If nothing else, Sudoku solvers have imagination when they name techniques!
This idea is completely analogous, logically, to pairs, triplets, etc. Forbidding matrices
expose this analogy.
Here is the idea as an X wing:
- Consider any one candidate
- Consider any two distinct rows
- Let the candidate be limited to no more than two cells in each of these two rows
- Let this group of no more than 4 cells share exactly two columns
- The candidate is forbidden from all the cells in those two columns outside of those 4 cells
Because of symmetry, one can exchange columns for rows in this
rule.
X wing example
Note the following:
- All possible locations for 3's in row 9 are f9,h9.
- All possible locations for 3's in row 5 are f5,h5.
- Forbids 3 from f4,f8,h4,h6.
This step could be presented in a puzzle proof as follows:
- xwing on 3's at fh59 forbids f48,h46=3.
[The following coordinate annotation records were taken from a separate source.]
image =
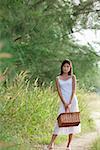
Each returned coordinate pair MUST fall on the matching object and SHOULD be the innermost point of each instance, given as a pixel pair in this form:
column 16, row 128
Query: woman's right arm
column 60, row 94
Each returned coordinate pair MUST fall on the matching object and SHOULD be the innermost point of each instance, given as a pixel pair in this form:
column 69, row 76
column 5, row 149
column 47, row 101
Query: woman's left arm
column 73, row 88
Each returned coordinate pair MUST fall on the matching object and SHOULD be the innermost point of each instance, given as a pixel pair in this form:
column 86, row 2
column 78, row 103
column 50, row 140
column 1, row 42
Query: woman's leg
column 69, row 139
column 52, row 141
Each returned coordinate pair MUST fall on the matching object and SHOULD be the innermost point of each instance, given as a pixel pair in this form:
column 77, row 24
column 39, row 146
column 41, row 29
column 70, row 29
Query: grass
column 96, row 144
column 28, row 113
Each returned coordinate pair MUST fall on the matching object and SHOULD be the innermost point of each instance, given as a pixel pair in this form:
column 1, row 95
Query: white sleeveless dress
column 66, row 90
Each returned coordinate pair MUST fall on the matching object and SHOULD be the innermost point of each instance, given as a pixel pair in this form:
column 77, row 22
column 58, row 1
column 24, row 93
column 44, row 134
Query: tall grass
column 28, row 112
column 96, row 144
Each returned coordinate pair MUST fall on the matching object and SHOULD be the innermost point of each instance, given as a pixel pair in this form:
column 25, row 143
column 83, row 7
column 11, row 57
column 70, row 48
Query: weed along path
column 84, row 142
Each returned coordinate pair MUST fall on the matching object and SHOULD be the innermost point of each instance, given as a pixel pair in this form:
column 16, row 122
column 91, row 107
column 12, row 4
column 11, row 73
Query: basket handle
column 67, row 109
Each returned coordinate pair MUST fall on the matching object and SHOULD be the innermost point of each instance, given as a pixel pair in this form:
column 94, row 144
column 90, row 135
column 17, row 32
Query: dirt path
column 79, row 143
column 84, row 142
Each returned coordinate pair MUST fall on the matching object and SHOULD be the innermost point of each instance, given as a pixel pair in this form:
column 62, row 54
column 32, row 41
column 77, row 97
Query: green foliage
column 39, row 36
column 96, row 144
column 28, row 113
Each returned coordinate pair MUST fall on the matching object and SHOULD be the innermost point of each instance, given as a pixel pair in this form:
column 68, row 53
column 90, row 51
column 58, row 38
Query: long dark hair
column 68, row 62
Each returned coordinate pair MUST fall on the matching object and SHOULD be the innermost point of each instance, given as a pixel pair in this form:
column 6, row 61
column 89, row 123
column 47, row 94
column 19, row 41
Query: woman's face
column 66, row 68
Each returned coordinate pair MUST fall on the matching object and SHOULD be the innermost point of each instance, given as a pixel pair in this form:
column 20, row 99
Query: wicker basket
column 69, row 119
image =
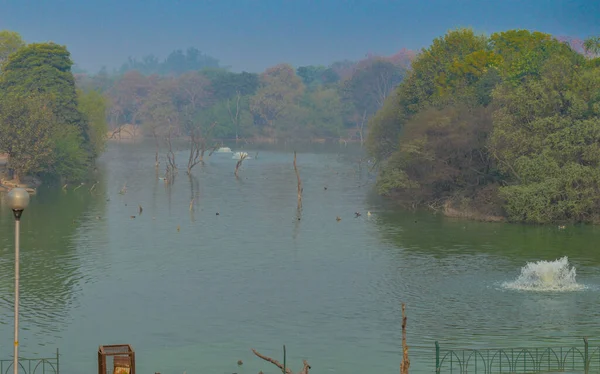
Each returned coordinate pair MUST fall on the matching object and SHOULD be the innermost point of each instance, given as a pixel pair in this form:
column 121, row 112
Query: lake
column 195, row 291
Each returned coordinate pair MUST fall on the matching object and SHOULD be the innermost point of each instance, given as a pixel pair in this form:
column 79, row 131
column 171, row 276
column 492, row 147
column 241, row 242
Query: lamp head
column 17, row 199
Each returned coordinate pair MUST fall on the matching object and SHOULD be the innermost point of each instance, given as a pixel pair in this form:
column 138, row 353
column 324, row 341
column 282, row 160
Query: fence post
column 437, row 357
column 586, row 364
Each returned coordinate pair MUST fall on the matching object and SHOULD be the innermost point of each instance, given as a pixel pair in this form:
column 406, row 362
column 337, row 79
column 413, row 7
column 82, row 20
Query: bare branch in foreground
column 304, row 370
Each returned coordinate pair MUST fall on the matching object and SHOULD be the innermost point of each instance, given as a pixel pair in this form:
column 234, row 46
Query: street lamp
column 17, row 200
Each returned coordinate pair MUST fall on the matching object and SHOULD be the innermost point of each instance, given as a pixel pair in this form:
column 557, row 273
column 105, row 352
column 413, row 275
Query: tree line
column 191, row 94
column 506, row 125
column 48, row 127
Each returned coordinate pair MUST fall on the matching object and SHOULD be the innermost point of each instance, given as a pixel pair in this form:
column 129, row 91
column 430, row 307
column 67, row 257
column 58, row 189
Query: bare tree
column 198, row 146
column 405, row 364
column 239, row 163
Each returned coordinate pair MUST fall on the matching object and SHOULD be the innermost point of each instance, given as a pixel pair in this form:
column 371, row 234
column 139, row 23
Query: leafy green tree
column 45, row 68
column 10, row 42
column 592, row 45
column 546, row 136
column 94, row 107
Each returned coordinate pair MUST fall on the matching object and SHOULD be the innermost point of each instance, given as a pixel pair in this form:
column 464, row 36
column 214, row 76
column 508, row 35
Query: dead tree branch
column 300, row 189
column 304, row 370
column 405, row 364
column 239, row 163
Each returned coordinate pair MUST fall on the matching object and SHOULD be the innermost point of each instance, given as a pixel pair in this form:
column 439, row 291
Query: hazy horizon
column 252, row 36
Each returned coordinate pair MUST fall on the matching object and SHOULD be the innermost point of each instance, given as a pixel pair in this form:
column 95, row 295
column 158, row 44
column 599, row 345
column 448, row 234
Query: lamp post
column 17, row 200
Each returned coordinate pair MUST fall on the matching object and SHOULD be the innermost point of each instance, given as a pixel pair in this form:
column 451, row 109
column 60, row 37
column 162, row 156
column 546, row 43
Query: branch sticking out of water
column 239, row 163
column 284, row 369
column 405, row 364
column 300, row 189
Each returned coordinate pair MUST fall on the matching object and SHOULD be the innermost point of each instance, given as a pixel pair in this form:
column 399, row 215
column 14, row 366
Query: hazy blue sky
column 253, row 34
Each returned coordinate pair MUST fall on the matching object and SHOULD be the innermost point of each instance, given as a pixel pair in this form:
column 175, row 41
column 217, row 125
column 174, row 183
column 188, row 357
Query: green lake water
column 254, row 276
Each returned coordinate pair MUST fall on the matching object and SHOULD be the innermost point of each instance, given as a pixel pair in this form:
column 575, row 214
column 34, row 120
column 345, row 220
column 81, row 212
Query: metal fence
column 32, row 365
column 574, row 359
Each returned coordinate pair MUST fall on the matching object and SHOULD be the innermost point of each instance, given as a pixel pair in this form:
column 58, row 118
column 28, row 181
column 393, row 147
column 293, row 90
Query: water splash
column 557, row 276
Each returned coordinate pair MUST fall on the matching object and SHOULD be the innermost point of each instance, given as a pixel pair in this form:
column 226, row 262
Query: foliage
column 592, row 45
column 519, row 110
column 177, row 62
column 48, row 128
column 304, row 103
It should be clear that, for example, f4=3 is impossible. If f4=3, then in order for rows 5,9 to have
any threes, both h5=3 and h9=3. Since h5,h9 are both in column h, one concludes
f4=3 is forbidden by the rules.
This idea extends easily:
- Consider any one candidate
- Consider any N distinct rows, N>0.
- Let the candidate be limited to no more than N cells in each of these N rows
- Let this group of no more than N^2 cells share exactly N columns
- The candidate is forbidden from all the cells in those N columns outside of those N^2 cells
Because of symmetry, one can exchange columns for rows in this
theorem.
With N=1, we have the trivial case of a Unique Possibility. With N=2, we have a standard
X wing. With N=3, we have a swordfish. With N=4, we have a jellyfish.
with N=5, the creative name squirmbag is used.
To prove this technique, I prefer to use induction.
This technique merely crosses the possible locations of a candidate in N rows with N columns.
It is analogous to an Ntuple, which crosses the possible locations within a large container of N candidates with N cells.